In honor of the Day of the Dead, Port Townsend High School students constructed decorations for the school's second-floor windows facing Benton Street. The students invite people to drive or walk past the windows as they're illuminated tonight and Monday night. (Diane Urbani de la Paz/Peninsula Daily News)

Day of the Dead images light up windows

Tributes also in high school library

PORT TOWNSEND — Tonight and on Monday and Tuesday evening, the second-floor windows of Port Townsend High School will glow in an unusual fashion — and the public is invited to look up and contemplate a particular holiday.

In a project that included students of art, science and Spanish at Port Townsend High, a row of classic Day of the Dead images adorns the school’s main building, visible from Benton Street just past Van Ness.

The lighted window decorations, patterned after the sugar skulls common in El Dia de los Muertos displays, are just black butcher paper, cut with X-acto knives and scissors. But they represent the Latin American tradition of remembering loved ones who have departed — and celebrating their favorite things with ofrendas, or home altars.

Reed Aubin, who teaches Spanish at the high school, guided more than 130 of his students as they delved into Day of the Dead folkways.

Those in Spanish I and II each chose a deceased person, and honored that person by creating a brief biography including their tastes and likes, where they lived, and why they were meaningful.

The students wrote about their honorees in English and Spanish, and set up their tributes in the high school library.

Photos of this display can be found at https://sites.google.com/ptschools.org/muertos2021.

At the same time, Aubin’s Spanish III and IV students worked in groups to make nine more ofrendas — composed of photos, mementos and decorations — for people they feel are especially appropriate to honor now.
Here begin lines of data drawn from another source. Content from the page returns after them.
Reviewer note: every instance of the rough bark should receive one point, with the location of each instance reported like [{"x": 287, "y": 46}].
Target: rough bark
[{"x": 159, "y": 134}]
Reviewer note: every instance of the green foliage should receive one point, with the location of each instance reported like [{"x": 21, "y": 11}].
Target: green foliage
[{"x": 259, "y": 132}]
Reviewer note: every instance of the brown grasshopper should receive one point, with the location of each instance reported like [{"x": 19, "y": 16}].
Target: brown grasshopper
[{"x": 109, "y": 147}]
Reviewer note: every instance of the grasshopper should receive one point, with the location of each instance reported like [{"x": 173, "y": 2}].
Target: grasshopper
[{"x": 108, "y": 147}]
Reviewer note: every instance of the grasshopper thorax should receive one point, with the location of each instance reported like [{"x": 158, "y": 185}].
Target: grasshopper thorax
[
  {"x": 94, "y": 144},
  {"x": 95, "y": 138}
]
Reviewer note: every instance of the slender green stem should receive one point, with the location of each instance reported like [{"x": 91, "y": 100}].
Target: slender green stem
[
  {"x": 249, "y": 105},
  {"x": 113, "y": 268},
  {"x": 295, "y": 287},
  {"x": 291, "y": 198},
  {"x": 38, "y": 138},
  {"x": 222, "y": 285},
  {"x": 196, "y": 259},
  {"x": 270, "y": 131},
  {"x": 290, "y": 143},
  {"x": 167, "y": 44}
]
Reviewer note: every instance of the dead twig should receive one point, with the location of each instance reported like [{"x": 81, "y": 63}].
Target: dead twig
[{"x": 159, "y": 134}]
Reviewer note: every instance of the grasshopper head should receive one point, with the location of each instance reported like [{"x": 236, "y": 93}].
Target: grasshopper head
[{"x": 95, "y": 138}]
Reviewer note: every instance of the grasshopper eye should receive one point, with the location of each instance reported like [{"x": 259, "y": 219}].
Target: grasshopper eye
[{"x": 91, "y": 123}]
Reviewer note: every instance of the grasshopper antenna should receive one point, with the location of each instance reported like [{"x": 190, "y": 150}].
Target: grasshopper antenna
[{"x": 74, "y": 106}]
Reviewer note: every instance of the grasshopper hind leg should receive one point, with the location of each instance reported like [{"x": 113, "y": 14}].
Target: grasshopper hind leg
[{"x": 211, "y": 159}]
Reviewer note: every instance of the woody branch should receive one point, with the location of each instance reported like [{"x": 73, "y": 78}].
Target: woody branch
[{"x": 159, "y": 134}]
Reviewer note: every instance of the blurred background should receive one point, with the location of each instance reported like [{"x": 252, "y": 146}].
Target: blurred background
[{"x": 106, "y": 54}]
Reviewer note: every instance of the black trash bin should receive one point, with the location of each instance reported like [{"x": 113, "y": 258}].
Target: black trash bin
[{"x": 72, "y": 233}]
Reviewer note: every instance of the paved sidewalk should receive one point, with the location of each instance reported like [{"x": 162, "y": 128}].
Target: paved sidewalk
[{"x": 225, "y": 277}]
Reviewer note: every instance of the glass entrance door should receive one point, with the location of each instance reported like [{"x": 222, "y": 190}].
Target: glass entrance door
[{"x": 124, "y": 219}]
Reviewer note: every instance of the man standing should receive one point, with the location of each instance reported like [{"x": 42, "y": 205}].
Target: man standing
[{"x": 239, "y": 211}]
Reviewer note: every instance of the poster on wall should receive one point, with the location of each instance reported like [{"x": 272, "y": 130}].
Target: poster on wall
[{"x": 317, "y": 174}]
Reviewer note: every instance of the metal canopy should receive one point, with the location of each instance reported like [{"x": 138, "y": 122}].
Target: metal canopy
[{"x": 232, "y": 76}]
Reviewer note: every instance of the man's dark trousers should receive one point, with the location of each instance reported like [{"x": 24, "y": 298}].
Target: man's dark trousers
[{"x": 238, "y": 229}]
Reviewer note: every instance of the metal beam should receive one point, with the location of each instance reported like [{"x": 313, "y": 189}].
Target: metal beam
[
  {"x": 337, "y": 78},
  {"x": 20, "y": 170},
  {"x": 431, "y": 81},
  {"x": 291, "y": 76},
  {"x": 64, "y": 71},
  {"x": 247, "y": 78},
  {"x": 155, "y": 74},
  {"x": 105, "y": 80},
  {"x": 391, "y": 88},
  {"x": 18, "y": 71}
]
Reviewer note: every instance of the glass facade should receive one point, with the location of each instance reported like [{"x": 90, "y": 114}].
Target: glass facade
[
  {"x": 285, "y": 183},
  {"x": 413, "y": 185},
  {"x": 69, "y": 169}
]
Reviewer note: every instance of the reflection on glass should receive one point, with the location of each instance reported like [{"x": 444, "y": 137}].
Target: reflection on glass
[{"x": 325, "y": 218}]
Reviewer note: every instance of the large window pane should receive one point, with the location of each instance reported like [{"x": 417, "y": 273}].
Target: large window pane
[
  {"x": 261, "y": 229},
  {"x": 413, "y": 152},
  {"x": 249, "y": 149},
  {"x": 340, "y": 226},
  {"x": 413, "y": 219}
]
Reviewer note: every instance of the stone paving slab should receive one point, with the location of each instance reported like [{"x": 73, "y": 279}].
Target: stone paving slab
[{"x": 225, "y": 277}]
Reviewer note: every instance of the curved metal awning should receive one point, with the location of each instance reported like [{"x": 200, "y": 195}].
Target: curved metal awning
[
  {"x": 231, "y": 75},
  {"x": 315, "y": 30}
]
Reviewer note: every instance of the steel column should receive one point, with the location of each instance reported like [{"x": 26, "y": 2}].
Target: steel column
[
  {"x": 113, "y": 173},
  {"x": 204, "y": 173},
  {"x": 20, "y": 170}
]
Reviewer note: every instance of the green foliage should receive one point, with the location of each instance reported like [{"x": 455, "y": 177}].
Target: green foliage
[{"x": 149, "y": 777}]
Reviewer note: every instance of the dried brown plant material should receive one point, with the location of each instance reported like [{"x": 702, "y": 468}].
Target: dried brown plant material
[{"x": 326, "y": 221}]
In addition, the high school is honoring Travis Seebergoss, a local student who died Sept. 10, 2020, by hosting an ofrenda made by his family.

“The best part of the Day of the Dead project is being able to come together as a class and share who was important to us,” said Ellise Gardner, a sophomore.

“It’s also a great opportunity to reach out to family members; to reconnect and learn more about someone we have lost,” she said.

For Sophia Lumsdaine, a junior, the project was a way to “lift up life,” as she put it.

“I have been reminded how precious life is,” she said.

One group of students chose to honor three young women from Bainbridge Island who were killed in a car wreck. They decorated their piece with Bainbridge High School colors, since they had known the other students through sports.

Another group honored LGBTQA+ victims of hate crimes, decorating their work with rainbow-themed decals and paper flowers.

Students also remembered Black Americans killed by police violence by writing the victims’ names on their artwork; yet another group dedicated their ofrenda to victims of breast cancer, painting mandalas in pink against the black paper.

Musicians in the school’s orchestra and students in Michele Soderstrom’s art classes and David Egeler’s advanced media classes also got involved in this exploration of Latinx tradition, while students in Brandi Hageman’s biology classes crafted ofrendas to honor Latin American scientists.

The Day of the Dead project “makes for a great opportunity to open conversations with my family,” about those members who have died, Spanish I student Juliet Harrison said.

Aubin, for his part, said this year’s work grew out of 2020’s lonely, Zoom-heavy classes. Last fall, he and Soderstrom started experimenting with displays in his windows, with small groups of students joining in.

The displays “worked so well as conversation pieces for online classes and looked so cool that this year, students wanted to continue the tradition with their own ideas,” Aubin said.

He and his colleagues are always seeking ways to connect with the surrounding community; the pandemic has complicated that, Aubin said.

Yet he believes the skull beacons over Benton Street, along with the website showing the library displays, serve as links between the youngsters, their town — and beloved cultural traditions.